Números sobre Mato Grosso

     O professor Alfredo da Mota Menezes comenta, em artigo nesta terça (3) em A Gazeta, sobre a questão ambiental, ONGs e o governo Blairo Maggi. Confira abaixo a íntegra.

     Segundo se comenta, Blairo Maggi deve ir aos EUA ainda neste semestre para falar sobre meio ambiente e produção econômica em Mato Grosso e na Amazônia.

     Esta coluna defende isso faz tempo. Ficar só na defensiva não é o caminho correto. Aparecem seguidas matérias sobre a realidade do estado apresentadas por algumas ONGs. Tem que haver um contraponto. Deve-se ir lá fora e mostrar números que talvez não sejam conhecidos.

     E existem números que mostram que Mato Grosso não está assim tão feio na foto. Trago alguns números de um par de anos atrás. Se houver mesmo a tal apresentação no exterior, imagino que esses números devem ser atualizados. Uma citação errada daria margem para novas críticas.

     Os números mostravam que a área total do estado é de quase 91 milhões de hectares. Já se desmatou cerca de 27 milhões de hectares. Deste total, a pecuária usaria algo como 18 milhões de hectares ou aproximados 65% do que fora desmatado.

     A agricultura cobriria cerca de cinco milhões de hectares ou uns 18% do total desmatado. Havia um estoque de terras de 4,2 milhões de hectares que são considerados subutilizados. Chega-se então àqueles aproximados 27 milhões de hectares.

     Os números mostravam ainda que o estado possuía ainda algo como nove milhões de hectares para serem desmatados. Se somarmos este número com os cerca de 27 milhões de hectares já desmatados tem-se um total de 36 milhões de hectares.

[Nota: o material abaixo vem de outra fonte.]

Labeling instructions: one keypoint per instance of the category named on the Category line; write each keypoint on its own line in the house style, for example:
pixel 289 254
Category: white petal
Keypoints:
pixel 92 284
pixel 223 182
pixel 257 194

     Se as contas estiverem corretas, isso daria cerca de 40% do total de terras do estado. Estariam incluídos nesse número, portanto, os 27 milhões de hectares usados pela agricultura e pecuária, mais os noves milhões ainda para ser explorados.

     O estado é hoje campeão nacional de grãos e carne usando aqueles 27 milhões de hectares. Se usasse o restante, nove milhões de hectares (e ainda encontrasse meios para trabalhar nas terras subutilizadas), chegaria a números enormes no campo. Ficariam sem serem tocadas perto de 60% das terras estaduais, portanto.

     Existem números também para essas terras. Os mesmos, como no caso anterior, são colocados sempre de forma aproximada. As reservas indígenas, parques e reservas permanentes teriam algo como 18 milhões de hectares. Quase um milhão de hectares seria de áreas não exploráveis, como encosta de montanhas, beira de rios e outras unidades de preservação desse tipo.

     A chamada reserva legal tem perto de 37 milhões de hectares. Na nossa Amazônia só se pode desmatar, no corte raso, 20% da selva. Os restantes 80% são reserva e só podem ser trabalhados por manejo florestal. No cerrado, pode-se desmatar 65%, os 35% restantes fazem parte também da reserva legal. Isso tudo dá cerca de 56 milhões de hectares ou algo como 60% do total das terras do estado.

     Outros dados existem sobre a realidade do campo no estado que dá para fazer uma defesa tranqüila em qualquer fórum mundial.

     O que não parece correto seria tentar afrontar o exterior num debate desses. Ouvi falar que tem gente propondo que o governador mostre o tanto que foi destruído das florestas no exterior ao longo dos séculos. Que o Brasil fez muito menos estragos que eles. Que a plantação de soja nossa obedece a normas que as deles não obedecem. Que mais isso e aquilo.

     Pode ser tudo verdade, mas o bom senso recomenda não usar esse estratagema na explanação inicial de ninguém. Não provocar a audiência seria uma atitude inteligente. Se a exposição e o debate forem de forma civilizada será um equívoco se alguém entrar por esse tipo de apresentação.

     Uma palavra mal colocada seria a manchete que o mundo tomaria conhecimento. E numa apresentação, em país de língua diferente, envolvendo ataques e defesas, pode haver algum escorregão. Se ocorrer, não teria sido útil a tal viagem em defesa do estado.